#15

 足りなかったものは、言葉、会話。まるでこの物語の展開そのままに、言葉を紡げば分かり合えるんだと話が随分シンプルになった。これで少なくとも一騎は対総士と対父親へのわだかまりは解けたみたいだし。一騎が島に戻り、島のみんなを守る意義もできた。「一騎くんの島」という翔子の言葉もここでようやく活きてくる。翔子も一騎と総士の関係には気付いていたらしい。それでも一騎のために何かしたかった翔子にとって、この言葉が出てくるのは別に不思議ではないけど、あの段階ではやはり唐突にしか思えなかったし、別の見せ方がもっとあったらと思うと惜しい。

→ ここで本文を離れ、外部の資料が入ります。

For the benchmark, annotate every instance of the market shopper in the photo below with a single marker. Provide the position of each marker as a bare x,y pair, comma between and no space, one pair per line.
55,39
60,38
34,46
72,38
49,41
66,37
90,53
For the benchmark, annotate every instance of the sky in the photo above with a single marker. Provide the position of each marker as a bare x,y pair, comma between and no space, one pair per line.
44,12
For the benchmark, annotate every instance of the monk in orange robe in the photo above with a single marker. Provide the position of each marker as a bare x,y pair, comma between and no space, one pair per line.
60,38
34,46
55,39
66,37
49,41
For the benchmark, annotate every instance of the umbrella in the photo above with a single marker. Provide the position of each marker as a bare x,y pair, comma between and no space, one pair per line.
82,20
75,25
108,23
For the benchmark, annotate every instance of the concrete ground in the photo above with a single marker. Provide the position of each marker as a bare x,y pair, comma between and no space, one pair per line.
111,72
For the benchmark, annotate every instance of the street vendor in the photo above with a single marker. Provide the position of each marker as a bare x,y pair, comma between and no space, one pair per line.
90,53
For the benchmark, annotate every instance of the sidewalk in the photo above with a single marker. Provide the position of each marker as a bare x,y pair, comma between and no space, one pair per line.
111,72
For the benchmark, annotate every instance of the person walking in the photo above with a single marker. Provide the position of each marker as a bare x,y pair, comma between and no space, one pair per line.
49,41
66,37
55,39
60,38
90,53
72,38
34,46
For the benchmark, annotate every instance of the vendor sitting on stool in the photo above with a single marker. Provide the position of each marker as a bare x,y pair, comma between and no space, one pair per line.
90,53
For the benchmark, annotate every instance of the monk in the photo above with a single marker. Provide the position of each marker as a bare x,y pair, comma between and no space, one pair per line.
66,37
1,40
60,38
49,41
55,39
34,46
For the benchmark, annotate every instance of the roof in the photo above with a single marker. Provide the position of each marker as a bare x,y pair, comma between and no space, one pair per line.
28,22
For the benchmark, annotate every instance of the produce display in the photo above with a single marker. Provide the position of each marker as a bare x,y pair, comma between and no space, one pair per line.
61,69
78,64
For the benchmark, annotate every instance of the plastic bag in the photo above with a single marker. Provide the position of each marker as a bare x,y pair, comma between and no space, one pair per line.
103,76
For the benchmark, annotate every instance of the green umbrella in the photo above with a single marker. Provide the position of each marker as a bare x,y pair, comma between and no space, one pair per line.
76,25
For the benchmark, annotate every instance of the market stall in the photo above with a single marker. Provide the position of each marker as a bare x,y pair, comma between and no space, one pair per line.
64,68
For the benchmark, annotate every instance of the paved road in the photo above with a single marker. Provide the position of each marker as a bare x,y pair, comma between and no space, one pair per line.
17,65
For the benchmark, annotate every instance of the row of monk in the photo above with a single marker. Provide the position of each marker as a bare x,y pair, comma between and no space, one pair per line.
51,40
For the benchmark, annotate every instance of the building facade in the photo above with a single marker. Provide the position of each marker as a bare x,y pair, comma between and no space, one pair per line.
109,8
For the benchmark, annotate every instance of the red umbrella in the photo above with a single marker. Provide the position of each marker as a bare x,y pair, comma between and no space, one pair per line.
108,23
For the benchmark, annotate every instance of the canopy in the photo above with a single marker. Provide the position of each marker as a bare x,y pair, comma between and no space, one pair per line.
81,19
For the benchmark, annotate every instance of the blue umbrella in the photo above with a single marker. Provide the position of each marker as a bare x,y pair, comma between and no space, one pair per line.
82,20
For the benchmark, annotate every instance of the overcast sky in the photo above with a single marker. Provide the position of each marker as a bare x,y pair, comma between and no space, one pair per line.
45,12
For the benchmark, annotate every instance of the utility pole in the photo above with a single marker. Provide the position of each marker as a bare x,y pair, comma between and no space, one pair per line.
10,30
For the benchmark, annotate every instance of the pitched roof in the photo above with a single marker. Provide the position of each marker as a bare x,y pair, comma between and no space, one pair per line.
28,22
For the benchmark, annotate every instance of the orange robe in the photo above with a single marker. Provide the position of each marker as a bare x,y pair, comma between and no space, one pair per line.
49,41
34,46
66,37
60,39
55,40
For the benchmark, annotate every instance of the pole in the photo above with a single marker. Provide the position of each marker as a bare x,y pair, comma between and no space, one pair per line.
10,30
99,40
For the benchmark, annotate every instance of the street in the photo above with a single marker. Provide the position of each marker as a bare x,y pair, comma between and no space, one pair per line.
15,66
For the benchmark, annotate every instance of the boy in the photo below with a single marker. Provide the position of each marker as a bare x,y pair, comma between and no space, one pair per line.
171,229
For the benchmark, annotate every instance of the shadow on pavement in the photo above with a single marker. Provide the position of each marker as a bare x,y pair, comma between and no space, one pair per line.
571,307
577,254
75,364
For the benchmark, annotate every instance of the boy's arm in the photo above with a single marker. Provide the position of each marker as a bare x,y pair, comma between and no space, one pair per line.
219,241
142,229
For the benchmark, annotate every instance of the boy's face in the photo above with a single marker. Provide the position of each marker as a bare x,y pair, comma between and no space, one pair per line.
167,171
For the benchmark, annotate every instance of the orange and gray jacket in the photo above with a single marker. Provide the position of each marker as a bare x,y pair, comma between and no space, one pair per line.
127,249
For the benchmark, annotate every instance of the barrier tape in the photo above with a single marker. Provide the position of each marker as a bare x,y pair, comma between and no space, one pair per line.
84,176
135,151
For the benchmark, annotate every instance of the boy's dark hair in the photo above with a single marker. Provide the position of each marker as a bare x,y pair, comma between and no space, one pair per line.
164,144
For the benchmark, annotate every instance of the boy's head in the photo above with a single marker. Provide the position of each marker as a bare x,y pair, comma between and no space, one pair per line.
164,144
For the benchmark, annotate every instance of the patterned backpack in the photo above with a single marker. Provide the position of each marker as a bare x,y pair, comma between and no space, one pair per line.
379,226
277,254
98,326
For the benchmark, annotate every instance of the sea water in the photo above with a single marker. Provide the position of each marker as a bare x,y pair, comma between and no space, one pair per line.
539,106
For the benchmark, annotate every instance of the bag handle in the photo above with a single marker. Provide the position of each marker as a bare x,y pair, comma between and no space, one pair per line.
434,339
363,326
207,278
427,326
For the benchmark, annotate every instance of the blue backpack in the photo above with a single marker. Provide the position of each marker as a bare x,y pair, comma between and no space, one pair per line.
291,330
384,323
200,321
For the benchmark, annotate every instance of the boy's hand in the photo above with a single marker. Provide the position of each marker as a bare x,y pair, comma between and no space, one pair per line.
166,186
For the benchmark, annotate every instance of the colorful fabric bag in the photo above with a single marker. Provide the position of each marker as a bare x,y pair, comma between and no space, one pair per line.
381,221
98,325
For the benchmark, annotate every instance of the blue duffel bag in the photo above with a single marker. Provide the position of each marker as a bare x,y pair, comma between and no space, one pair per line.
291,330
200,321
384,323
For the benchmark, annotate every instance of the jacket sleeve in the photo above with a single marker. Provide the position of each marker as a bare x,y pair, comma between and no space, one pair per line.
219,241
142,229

 思えば、いつも感情を表に出して、気持ちを伝えようとしていたのは真矢。まあ、真矢自身も一番伝えたいことは伝えられないでいるわけだけど。それもこれも一騎と総士の固い絆を感じ取ってしまっているからであり。うーん、男同士が二人だけの世界に行ってしまうと、女性陣が悲劇のヒロインにならざる得ないのは仕方ないんだろうか。で、竜宮島のコアの女の子が思った以上にお喋りなのは、積極的同化によって生まれた新たなる進化形態ってこと?